Bonjour à tous! Ou plutôt bonsoir. 

Pour résumer un peu ma situation, je n'ai pas encore d'iphone mais j'attends avec impatience le nouveau qui sortirai vers juin. Mais une question me turlupine.
Lors de la prochaine sortie donc de cet Iphone, le logiciel Iphone passera normalement en 3.0
Je voulais savoir alors si les applications présentent jusqu'à maintenant seront tout de même encore compatibles avec ce nouveau firmware? Ou alors il faudra attendre de nouveaux Jeux et de nouvelles applications? 

Je me posais cette question, car les app ne sont pas fait par Apple même, et sont en général testées pour qu'elles fonctionnent de manière optimale sur la version actuelle. 

Ce sera la première grosse mise à jour après la sortie du SDK et de l'app store. 

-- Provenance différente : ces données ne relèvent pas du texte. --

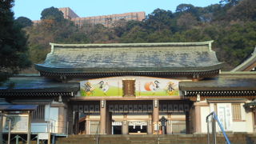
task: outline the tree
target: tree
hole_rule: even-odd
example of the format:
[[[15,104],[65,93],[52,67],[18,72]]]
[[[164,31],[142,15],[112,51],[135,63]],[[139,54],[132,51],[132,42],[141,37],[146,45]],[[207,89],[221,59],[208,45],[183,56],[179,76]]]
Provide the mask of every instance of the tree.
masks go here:
[[[13,0],[0,1],[0,82],[30,66],[27,38],[14,25]]]
[[[54,6],[44,9],[41,13],[41,19],[54,19],[60,22],[64,19],[63,13]]]
[[[219,3],[222,5],[227,5],[228,6],[235,6],[239,2],[240,0],[221,0]]]
[[[188,12],[194,9],[194,6],[191,4],[180,4],[176,7],[176,13]]]
[[[164,29],[171,27],[173,13],[170,10],[156,9],[153,13],[148,14],[145,20],[145,27],[151,30],[160,32]]]
[[[20,26],[26,27],[26,26],[31,26],[33,22],[32,21],[26,17],[18,17],[17,19],[14,20],[14,22]]]
[[[183,14],[177,21],[177,24],[185,30],[192,28],[197,23],[197,19],[190,13]]]

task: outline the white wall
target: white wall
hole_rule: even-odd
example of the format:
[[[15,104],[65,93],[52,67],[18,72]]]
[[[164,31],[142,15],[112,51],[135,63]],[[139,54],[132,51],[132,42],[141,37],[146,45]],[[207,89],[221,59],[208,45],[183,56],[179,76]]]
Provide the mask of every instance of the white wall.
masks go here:
[[[222,105],[223,103],[217,103]],[[230,102],[229,104],[231,104]],[[241,121],[236,122],[232,120],[232,129],[233,132],[253,132],[253,114],[252,112],[246,112],[243,107],[244,103],[240,104],[241,107]],[[212,111],[214,111],[214,103],[210,103],[209,106],[201,107],[201,128],[202,133],[207,133],[207,123],[206,122],[206,116]],[[216,125],[217,130],[220,130],[218,125]]]
[[[45,132],[49,132],[50,130],[52,133],[58,133],[58,107],[50,107],[50,105],[46,105],[45,122],[32,122],[31,132],[32,133],[45,133]]]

Merci d'avance pour vos réponses.

En espérant ne pas avoir posté au mauvais endroit car personne pour le moment n'a poster dans la rubrique App.


----------



## Dead head (28 Février 2009)

Tekta a dit:


> (&#8230 Lors de la prochaine sortie donc de cet Iphone, le logiciel Iphone passera normalement en 3.0
> Je voulais savoir alors si les applications présentent jusqu'à maintenant seront tout de même encore compatibles avec ce nouveau firmware ? (&#8230



Seule une boule de cristal pourrait répondre à ta question 

J'imagine qu'elles seront toujours compatibles, ou bien que leurs développeurs déclineront de nouvelles versions afin de rendre leur applications compatibles avec le nouveau firmware et pour qu'elles profitent pleinement des nouvelles possibilités de celui-ci.


----------



## Tekta (28 Février 2009)

Dacc merci pour la réponse!

Y a plus qu'à aller chez une voyante XD.


----------



## julrou 15 (28 Février 2009)

Hello,

je pense pareil que Dead : les apps seront probablement compatibles. Le firmware ne va pas non plus changer du tout au tout.


----------



## Tekta (28 Février 2009)

Ouaip sûrement, mais le truc qui me chipotait c'est qu'on entendait pas mal le fait que la 3.0 intègre la compatibilité avec un proc Quad core. Donc une architecture modifiée tout de même. Mais comme dis avant, seul l'avenir nous le dira sur ce point de vu!


----------